Nail’s is an album cut with an undercurrent of longing and prickling reminders of everyday pleasures, with the pull of muddy water and reminiscence that is distinctly Southern. “Mississippi” is a yearning for home and the safety of one’s place in the world, a staple of country music emphasized by the bluesy gospel riffs that take me back to those long hours in church surrounded by family and friends, eating on blankets on the ground after Revival in the warm haze of sunshine and security.
The album’s first Top 40 hit, “Red Light,” turns that sense of sun-soaked security on its head with the notion that not all bad things happen at night or even when you think they will – as my mother has always said: “You want to see God laugh? Make your plans.”
“Red Light” captures the irony of life, how the tides suddenly turn in the middle of your journey, and those traveling their own paths will swirl around and beyond you, but they’re still traveling. And it’s best that you pick up anchor and move along with them.
Alive includes a duet with country firecracker Miranda Lambert and songs co-written by Rascal Flatts’ lead singer Gary LeVox and Kenny Chesney, and the polished experience of the songwriters is evident in the songs they co-penned, “Summer Job Days” and “Turning Home,” respectively.
But its Nail’s duet with Lambert in “Strangers on a Train” that is the beating heart of longing on this album, rife with the little thrills of everyday pleasures which we often let pass by like a blurred landscape as we travel through life. Nail, who co-wrote five songs on Alive, is a gifted lyricist, with resonating lines like “the cold makes snow out of the rain.”
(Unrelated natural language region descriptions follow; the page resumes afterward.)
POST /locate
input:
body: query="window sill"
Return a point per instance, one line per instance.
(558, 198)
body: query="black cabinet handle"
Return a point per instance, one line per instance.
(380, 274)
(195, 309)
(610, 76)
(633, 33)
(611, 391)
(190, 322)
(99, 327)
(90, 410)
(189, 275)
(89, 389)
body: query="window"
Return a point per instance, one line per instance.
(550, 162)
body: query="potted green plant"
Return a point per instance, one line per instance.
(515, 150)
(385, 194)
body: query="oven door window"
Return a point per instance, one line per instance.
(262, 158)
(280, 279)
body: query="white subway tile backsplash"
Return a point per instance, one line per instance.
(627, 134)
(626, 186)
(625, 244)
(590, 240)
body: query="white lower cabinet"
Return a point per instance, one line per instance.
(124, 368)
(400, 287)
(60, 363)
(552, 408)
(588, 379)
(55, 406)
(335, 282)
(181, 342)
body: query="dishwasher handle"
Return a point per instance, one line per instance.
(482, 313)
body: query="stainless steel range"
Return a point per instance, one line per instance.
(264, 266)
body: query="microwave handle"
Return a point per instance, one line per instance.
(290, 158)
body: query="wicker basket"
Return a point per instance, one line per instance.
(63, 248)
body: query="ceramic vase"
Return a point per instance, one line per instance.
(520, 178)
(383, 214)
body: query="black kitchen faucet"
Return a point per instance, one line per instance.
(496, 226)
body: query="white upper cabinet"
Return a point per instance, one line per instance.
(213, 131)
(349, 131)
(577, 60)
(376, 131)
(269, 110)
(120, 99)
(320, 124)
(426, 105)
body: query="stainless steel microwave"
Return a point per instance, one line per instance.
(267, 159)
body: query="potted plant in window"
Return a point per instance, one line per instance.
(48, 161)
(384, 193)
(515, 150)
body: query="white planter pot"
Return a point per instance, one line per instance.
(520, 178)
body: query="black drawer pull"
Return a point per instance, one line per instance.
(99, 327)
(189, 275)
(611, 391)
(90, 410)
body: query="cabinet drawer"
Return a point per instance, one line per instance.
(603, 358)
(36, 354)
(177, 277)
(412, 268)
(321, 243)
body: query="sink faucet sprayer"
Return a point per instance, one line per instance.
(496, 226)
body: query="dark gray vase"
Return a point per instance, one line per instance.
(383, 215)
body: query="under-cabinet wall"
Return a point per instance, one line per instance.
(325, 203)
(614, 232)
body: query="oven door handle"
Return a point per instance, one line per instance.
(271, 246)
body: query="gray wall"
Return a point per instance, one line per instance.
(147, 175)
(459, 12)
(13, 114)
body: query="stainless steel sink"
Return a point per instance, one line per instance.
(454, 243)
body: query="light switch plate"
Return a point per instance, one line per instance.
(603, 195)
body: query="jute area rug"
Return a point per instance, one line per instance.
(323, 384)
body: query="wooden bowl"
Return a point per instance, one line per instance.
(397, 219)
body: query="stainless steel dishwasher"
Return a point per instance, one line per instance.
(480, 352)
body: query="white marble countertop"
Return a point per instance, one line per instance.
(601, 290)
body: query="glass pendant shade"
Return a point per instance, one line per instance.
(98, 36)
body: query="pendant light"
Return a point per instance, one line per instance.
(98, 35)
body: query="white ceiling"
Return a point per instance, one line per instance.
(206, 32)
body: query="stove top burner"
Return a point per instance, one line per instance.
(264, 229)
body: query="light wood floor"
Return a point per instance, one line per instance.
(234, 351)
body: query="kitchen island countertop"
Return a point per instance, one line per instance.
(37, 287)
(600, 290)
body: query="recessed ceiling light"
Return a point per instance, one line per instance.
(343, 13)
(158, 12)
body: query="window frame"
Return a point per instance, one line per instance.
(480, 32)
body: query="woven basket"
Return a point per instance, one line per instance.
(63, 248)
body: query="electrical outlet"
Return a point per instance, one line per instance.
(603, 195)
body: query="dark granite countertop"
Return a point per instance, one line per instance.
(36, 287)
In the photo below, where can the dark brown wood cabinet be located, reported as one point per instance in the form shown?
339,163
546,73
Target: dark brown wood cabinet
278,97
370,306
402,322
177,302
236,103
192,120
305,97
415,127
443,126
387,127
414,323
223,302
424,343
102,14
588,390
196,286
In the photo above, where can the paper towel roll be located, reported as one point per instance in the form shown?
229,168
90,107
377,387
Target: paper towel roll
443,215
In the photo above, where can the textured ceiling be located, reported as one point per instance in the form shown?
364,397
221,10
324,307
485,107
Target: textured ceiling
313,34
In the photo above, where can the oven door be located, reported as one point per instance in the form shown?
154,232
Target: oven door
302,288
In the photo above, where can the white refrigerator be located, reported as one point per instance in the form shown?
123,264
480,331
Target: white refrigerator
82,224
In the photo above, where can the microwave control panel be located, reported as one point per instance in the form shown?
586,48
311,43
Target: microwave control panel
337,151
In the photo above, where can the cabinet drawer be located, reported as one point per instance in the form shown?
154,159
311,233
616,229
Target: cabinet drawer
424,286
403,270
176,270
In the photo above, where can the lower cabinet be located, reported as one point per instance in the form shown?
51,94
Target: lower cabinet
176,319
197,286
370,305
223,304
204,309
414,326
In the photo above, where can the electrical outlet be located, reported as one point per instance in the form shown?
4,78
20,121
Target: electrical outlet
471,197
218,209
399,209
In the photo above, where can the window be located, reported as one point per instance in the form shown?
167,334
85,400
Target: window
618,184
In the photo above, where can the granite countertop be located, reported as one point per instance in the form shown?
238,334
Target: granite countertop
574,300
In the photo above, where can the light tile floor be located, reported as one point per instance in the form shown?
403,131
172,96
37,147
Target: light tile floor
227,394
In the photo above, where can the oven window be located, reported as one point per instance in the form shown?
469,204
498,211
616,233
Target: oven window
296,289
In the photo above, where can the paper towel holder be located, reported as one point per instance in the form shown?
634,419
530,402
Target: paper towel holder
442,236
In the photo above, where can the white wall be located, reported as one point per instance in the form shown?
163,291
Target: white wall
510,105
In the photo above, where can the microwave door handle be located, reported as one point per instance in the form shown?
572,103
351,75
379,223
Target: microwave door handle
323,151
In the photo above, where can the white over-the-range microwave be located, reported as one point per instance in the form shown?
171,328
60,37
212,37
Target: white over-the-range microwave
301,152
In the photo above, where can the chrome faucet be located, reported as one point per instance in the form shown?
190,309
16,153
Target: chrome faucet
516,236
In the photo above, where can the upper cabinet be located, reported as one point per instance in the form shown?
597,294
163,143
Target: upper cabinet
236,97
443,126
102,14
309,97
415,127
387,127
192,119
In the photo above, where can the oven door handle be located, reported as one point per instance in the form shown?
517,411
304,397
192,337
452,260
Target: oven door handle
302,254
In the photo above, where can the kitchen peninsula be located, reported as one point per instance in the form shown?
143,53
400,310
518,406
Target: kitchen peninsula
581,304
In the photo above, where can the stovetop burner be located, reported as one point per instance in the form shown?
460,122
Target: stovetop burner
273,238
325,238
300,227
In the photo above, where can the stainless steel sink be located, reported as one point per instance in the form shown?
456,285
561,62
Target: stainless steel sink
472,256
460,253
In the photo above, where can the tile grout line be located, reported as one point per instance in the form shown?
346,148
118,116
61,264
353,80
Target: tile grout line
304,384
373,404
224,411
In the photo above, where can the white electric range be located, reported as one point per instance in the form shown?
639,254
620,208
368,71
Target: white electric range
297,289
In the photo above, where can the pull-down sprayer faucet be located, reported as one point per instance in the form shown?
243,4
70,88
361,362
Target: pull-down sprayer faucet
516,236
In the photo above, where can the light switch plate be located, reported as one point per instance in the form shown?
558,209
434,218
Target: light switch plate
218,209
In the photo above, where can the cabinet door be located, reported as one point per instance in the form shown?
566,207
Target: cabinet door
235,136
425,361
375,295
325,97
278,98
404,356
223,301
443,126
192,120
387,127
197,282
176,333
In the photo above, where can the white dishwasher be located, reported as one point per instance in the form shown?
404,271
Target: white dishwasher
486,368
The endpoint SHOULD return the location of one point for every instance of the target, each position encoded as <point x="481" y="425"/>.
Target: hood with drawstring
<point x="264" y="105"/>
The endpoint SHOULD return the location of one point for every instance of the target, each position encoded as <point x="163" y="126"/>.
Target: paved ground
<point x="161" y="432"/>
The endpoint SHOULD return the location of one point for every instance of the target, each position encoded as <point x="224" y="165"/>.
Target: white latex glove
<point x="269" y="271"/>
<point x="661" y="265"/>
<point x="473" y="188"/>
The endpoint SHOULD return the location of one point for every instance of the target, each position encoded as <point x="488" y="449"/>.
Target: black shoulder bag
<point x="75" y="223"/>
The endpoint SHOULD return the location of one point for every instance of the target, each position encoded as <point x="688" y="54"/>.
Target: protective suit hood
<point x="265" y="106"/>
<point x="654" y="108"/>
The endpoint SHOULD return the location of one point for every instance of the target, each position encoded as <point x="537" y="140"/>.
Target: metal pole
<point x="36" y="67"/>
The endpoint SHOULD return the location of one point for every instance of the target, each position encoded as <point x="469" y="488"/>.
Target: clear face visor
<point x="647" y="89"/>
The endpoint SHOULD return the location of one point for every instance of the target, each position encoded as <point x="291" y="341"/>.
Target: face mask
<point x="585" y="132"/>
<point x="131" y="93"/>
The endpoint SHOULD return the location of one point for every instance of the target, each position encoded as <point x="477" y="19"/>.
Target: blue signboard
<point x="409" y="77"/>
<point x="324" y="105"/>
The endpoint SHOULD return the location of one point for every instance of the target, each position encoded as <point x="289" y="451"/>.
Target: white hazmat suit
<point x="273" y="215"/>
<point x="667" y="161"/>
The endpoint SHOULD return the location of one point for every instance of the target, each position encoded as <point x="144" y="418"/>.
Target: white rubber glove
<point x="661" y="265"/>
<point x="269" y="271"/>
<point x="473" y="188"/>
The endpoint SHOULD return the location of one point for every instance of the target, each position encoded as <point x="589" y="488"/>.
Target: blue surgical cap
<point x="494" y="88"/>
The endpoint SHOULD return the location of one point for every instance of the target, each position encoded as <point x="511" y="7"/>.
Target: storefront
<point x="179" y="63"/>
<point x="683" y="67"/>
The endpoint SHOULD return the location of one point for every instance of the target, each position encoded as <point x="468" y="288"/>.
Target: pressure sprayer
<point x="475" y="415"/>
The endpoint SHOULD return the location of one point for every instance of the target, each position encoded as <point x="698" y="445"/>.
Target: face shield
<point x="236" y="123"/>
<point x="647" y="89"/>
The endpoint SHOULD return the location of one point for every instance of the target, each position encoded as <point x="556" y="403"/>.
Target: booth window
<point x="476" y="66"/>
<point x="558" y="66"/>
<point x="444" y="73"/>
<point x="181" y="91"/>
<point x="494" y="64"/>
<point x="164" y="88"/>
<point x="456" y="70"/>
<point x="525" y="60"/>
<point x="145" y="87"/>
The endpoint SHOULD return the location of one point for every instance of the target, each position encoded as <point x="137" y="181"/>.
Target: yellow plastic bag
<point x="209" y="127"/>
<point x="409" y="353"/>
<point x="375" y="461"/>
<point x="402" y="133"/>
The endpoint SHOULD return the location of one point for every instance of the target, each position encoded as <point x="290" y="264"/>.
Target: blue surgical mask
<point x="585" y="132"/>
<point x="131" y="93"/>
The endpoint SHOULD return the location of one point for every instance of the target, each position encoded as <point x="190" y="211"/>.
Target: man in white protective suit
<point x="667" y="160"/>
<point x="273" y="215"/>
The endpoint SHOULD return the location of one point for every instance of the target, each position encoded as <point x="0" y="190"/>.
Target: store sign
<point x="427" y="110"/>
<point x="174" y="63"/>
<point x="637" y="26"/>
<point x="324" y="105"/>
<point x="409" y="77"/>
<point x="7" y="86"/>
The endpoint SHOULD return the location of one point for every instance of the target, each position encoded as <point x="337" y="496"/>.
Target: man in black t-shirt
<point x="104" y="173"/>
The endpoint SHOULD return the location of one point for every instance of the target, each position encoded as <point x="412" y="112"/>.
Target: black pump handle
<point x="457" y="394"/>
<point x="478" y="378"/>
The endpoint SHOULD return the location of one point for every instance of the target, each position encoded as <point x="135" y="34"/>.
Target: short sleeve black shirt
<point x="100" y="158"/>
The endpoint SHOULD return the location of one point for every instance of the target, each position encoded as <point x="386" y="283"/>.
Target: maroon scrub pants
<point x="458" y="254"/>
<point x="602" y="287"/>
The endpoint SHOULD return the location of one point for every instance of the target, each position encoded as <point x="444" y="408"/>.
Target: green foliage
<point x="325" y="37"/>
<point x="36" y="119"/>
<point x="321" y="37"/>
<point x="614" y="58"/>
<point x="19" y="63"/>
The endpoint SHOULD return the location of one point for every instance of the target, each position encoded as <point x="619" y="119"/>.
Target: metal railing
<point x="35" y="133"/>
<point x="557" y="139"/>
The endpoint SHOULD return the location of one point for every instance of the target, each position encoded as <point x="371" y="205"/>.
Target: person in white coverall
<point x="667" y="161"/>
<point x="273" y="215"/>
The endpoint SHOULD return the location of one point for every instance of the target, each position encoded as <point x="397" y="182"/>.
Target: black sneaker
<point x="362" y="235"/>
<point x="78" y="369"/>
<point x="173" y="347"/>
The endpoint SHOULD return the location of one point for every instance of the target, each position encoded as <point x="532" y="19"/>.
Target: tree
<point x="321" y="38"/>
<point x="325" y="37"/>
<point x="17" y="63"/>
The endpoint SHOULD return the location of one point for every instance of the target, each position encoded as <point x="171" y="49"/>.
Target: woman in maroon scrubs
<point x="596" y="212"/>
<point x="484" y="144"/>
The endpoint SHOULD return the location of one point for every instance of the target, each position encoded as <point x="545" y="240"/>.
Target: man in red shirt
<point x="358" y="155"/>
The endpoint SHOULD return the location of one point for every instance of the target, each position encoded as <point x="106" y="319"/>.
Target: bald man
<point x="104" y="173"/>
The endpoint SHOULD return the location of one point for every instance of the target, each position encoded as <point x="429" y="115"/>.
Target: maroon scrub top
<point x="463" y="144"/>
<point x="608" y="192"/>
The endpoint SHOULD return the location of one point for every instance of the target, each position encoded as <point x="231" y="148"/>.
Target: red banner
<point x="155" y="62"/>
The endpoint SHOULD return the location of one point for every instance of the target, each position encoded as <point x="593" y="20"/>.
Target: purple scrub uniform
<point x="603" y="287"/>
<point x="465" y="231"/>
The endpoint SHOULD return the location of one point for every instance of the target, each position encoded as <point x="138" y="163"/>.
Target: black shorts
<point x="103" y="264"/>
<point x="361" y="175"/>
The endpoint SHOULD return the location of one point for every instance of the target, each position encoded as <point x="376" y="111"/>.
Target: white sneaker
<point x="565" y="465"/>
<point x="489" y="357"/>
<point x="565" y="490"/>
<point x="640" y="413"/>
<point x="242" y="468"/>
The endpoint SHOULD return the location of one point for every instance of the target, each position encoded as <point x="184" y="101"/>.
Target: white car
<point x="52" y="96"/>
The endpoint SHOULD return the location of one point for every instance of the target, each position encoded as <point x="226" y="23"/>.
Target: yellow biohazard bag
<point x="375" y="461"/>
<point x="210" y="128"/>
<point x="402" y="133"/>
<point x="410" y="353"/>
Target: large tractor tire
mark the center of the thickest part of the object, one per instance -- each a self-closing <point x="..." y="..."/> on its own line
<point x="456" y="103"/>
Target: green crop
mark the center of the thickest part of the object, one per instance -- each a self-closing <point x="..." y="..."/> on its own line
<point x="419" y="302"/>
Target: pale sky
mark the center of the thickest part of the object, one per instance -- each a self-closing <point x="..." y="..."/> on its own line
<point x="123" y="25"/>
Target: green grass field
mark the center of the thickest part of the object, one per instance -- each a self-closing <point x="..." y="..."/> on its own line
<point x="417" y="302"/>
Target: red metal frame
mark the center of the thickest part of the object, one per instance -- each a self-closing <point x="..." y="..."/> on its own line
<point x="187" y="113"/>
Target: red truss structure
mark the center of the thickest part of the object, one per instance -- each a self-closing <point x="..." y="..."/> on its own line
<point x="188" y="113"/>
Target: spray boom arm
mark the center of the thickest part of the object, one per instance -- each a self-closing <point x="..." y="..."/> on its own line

With Alive, Nail invites us on a journey through the pleasures and ache of life, beginning with “Mississippi” and ending with “Missouri,” which just happens to be Nail’s birthplace. He left a small town for the bright lights of Nashville, just a boy with a dream, and with his debut album it looks like his journey to Music City might just be the beginning of an extended stay.
“I feel like regardless of where you grew up, city, small town, east coast, west coast or whatever, there’s something in this music that you can relate to,” Nail says on his website, www.davidnail.com. “They might not all be exactly the same, but everyone has those moments; the first time you left home, falling in love, losing love. That’s what moves me, what I can dig into.”
Dig into Alive and see where it takes you. For me, still a little Southern girl at heart, it’s worth the trip.
Kick off the trip with: “Mississippi,” “Red Light,” and “Strangers on a Train.”